The Selous is an outstanding example of the role sustainable safari hunting can play in wildlife conservation in Africa -  a counter to the animal rights groups that rail against it. Without the revenue that hunting tourism generates, this reserve and its wildlife would simply not exist.

But the reserve faces new challenges, such as a declining budget, potential pressures from increasing settlement to the west and north, the granting of prospecting licences for precious stones, and a proposed dam which would flood part of the northern Selous to create an improved water supply for Dar es Salaam.

German bilateral assistance is continuing for the development of the Selous-Niassa Corridor, extending from the south-western boundary of Selous Game Reserve to the Ruvuma River in the Niassa Game Reserve area on the Mozambique border. The corridor will enable wildlife movements to continue between these reserves through the establishment of a network of village wildlife management areas.

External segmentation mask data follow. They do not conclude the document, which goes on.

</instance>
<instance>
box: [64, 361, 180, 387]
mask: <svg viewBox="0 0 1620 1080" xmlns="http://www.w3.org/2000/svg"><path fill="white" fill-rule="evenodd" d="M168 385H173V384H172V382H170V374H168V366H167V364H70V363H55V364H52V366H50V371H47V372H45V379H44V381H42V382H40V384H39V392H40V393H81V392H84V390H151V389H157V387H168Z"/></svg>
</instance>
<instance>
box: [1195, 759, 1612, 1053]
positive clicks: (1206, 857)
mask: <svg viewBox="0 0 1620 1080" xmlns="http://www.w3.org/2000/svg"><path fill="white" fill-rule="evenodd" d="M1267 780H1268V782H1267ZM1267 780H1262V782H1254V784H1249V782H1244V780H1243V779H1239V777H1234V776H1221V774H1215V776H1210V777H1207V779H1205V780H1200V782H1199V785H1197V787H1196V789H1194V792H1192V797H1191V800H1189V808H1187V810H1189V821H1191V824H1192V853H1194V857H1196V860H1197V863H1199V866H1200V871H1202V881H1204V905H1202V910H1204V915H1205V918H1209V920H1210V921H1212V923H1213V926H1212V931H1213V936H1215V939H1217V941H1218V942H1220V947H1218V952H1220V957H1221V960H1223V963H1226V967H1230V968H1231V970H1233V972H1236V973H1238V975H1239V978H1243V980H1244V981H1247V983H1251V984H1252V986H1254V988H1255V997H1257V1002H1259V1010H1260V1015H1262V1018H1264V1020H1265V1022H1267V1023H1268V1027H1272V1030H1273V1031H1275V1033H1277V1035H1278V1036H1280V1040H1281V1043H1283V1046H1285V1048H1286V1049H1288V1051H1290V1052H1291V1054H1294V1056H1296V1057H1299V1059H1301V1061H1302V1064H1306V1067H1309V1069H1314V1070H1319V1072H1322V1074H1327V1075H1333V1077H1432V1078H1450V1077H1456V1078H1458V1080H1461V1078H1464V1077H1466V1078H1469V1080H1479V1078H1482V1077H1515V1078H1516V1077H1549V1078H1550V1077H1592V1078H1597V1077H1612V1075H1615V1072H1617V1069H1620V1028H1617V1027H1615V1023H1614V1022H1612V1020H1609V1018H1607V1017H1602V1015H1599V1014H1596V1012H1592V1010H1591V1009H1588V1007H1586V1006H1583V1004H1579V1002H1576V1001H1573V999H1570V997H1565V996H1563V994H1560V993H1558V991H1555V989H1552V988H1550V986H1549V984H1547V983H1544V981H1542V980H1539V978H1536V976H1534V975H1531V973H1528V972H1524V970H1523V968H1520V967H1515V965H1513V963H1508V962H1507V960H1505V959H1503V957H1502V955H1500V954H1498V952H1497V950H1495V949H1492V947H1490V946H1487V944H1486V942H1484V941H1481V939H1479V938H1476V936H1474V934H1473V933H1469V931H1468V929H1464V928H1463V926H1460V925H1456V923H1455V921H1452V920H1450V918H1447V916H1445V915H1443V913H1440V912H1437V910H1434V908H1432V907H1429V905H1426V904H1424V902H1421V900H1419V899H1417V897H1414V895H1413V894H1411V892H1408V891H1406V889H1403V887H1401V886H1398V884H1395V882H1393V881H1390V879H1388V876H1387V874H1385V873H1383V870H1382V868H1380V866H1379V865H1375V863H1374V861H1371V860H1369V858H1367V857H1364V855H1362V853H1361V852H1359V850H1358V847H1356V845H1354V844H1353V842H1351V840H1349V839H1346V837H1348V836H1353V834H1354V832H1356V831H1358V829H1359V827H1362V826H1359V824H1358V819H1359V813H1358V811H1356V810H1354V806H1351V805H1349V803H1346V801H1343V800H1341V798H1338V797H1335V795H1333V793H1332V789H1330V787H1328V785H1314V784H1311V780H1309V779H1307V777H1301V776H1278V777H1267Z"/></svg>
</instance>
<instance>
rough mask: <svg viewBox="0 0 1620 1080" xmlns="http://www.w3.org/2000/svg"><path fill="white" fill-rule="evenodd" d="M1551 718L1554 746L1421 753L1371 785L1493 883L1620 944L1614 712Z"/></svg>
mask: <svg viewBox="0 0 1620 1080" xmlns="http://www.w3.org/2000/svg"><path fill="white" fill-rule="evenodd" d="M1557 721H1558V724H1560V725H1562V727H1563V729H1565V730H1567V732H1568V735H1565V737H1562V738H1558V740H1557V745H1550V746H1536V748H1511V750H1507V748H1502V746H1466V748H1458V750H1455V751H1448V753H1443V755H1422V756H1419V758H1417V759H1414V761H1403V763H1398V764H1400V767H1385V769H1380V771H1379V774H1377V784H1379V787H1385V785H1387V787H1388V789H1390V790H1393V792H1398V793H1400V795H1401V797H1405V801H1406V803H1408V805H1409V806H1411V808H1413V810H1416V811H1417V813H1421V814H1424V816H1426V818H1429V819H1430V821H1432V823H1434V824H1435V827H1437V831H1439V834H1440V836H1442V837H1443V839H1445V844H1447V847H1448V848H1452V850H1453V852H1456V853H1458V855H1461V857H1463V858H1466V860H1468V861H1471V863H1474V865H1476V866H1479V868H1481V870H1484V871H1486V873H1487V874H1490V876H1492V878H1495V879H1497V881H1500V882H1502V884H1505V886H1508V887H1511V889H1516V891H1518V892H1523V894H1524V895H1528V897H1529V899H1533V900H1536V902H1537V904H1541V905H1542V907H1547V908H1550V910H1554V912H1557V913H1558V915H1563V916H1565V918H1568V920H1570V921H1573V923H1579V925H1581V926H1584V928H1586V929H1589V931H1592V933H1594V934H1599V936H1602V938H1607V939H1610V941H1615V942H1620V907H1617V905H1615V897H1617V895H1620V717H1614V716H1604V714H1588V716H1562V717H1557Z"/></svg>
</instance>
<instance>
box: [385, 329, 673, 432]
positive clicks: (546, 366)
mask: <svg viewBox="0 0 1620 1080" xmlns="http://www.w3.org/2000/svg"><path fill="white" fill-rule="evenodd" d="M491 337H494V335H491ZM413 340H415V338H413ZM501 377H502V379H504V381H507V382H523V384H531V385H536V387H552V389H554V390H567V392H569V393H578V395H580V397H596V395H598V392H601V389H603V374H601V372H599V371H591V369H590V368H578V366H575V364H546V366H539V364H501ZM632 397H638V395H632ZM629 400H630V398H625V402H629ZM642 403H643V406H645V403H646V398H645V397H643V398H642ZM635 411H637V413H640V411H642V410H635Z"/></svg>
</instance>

The floodplain grasslands of the Kilombero Game Controlled Areas to the west of the Selous support Africa’s largest population of puku, an antelope closely related to the kob of West and Central Africa. These areas are exposed to increasing encroachment of settlement and livestock, and bushmeat-hunting. Aerial surveys indicated a decline in the puku population from 53,000 in 1994 to 23,000 in 2002. Puku face an uncertain future unless part of the Kilombero Valley is upgraded to game reserve status.

The Future
Tanzania occupies less than 5% of the total land area of sub-Saharan Africa. Yet population estimates indicate that, in total, the country currently supports approximately 70-90% of Africa’s wildebeest, topi, Lichtenstein’s hartebeest and Thomson’s gazelle populations, about half of its zebra, savannah buffalo and puku, about one-third of the continent’s remaining hippo, fringe-eared oryx, lion and wild dog, and 20-25% of its elephant, giraffe, common eland, waterbuck, sable and Grant’s gazelle. Similar proportions probably apply to other species for which comparable data are not available.

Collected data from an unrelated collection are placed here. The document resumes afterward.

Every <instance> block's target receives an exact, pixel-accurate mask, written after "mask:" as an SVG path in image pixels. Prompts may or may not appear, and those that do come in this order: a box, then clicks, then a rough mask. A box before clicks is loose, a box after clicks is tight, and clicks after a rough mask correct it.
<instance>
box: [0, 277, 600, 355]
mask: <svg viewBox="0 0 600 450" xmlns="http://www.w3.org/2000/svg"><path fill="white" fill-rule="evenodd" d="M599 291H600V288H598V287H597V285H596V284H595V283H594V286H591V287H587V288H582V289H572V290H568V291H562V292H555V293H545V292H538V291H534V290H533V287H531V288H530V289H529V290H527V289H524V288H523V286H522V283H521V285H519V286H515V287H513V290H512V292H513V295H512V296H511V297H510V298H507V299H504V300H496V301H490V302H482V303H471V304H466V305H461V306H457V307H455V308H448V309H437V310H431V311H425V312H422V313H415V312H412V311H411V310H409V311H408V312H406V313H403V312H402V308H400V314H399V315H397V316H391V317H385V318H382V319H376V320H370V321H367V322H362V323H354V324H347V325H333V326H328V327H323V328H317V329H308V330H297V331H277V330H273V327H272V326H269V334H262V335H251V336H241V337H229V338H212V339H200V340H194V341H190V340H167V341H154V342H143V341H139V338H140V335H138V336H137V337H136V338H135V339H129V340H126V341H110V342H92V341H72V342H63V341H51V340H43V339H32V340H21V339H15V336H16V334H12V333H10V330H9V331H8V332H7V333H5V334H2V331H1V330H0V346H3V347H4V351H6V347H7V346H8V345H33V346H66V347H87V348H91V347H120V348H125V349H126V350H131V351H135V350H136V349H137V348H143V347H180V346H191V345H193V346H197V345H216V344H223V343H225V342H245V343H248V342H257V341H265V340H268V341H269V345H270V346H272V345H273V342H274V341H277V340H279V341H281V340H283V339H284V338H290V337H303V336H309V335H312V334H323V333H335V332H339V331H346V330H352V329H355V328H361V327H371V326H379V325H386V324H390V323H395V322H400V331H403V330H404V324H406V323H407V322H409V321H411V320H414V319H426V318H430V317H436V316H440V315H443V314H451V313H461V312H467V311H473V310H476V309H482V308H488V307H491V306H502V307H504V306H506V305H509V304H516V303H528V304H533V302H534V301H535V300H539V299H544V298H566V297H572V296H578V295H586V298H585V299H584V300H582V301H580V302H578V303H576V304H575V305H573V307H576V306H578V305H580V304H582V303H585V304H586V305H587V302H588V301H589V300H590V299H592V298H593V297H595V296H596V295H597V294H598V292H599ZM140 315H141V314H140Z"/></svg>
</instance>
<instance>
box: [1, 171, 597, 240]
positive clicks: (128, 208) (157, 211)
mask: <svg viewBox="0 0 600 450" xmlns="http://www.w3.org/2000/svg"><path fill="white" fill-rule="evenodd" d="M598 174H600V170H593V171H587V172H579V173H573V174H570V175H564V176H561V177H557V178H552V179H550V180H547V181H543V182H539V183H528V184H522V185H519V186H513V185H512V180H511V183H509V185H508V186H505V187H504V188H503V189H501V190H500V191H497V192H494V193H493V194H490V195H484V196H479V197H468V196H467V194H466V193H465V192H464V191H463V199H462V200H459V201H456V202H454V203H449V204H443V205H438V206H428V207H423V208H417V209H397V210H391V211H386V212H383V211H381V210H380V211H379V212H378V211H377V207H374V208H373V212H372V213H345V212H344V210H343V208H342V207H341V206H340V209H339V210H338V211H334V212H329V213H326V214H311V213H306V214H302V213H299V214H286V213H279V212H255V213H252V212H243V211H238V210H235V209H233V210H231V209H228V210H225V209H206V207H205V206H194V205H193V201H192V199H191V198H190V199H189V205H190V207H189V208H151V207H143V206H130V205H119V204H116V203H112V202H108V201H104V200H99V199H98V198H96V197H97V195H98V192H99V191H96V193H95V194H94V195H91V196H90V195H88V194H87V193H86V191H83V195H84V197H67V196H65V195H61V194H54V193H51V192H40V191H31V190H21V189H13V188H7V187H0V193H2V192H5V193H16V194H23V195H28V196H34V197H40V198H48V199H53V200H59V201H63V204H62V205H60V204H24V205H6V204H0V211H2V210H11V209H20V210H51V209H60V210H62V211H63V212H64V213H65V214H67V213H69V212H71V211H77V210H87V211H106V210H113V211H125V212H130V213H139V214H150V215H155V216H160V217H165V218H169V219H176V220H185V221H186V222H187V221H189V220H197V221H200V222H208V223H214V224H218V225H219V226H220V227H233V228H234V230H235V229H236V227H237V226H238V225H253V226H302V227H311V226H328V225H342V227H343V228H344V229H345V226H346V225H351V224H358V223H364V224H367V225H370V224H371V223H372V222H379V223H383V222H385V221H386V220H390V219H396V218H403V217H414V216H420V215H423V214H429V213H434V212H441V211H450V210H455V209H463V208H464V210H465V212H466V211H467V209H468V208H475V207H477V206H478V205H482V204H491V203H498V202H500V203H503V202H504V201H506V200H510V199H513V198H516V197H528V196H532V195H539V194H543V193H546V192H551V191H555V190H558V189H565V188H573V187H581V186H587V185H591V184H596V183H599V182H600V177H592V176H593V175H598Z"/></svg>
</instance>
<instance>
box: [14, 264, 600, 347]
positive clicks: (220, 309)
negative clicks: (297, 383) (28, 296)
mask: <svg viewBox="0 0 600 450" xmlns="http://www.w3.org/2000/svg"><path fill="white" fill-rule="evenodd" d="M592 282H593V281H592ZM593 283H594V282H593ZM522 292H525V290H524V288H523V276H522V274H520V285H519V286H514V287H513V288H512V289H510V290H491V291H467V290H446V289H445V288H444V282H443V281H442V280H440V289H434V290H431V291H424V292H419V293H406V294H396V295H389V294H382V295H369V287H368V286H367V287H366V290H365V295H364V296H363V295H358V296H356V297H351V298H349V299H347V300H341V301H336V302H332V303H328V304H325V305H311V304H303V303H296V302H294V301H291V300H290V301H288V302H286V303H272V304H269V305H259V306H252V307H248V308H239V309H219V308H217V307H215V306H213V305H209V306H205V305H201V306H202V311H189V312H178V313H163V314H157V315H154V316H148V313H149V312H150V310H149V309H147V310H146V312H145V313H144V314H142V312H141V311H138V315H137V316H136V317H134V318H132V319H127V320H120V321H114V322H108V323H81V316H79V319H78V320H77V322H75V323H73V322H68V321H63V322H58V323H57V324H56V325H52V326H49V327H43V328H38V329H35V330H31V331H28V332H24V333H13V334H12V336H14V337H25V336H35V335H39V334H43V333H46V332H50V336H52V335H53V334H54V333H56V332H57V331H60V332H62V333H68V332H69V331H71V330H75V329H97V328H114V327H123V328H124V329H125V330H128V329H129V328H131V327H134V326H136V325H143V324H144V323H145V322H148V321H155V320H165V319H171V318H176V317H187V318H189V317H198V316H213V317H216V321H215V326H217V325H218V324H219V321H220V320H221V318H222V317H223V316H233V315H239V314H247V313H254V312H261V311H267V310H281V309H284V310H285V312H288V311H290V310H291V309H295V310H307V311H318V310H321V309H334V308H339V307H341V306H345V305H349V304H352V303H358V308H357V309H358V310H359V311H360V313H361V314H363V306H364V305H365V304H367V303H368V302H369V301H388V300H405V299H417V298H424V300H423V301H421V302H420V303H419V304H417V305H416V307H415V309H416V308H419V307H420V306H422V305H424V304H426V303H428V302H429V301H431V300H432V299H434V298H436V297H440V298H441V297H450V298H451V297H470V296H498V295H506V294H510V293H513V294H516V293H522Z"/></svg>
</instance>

These extraordinary figures underline Tanzania’s position as a unique jewel in Africa’s wildlife crown. The future protection and management of the country’s extensive wildlife estate depends on the generation of sufficient revenue from tourism and hunting to meet the needs of  government agencies, the private sector, and local village communities. There will also certainly be a continuing need for external support, as typified by the Selous Conservation Programme, USAID support to the anti-poaching efforts of the Wildlife Division and TANAPA, and long-term FZS support to the Serengeti.  There will certainly be some losses of wildlife and wild lands as the country’s human population continues to grow.  But Tanzania’s importance as a wildlife country will probably be even greater in 50 to 100 years’ time than it is today.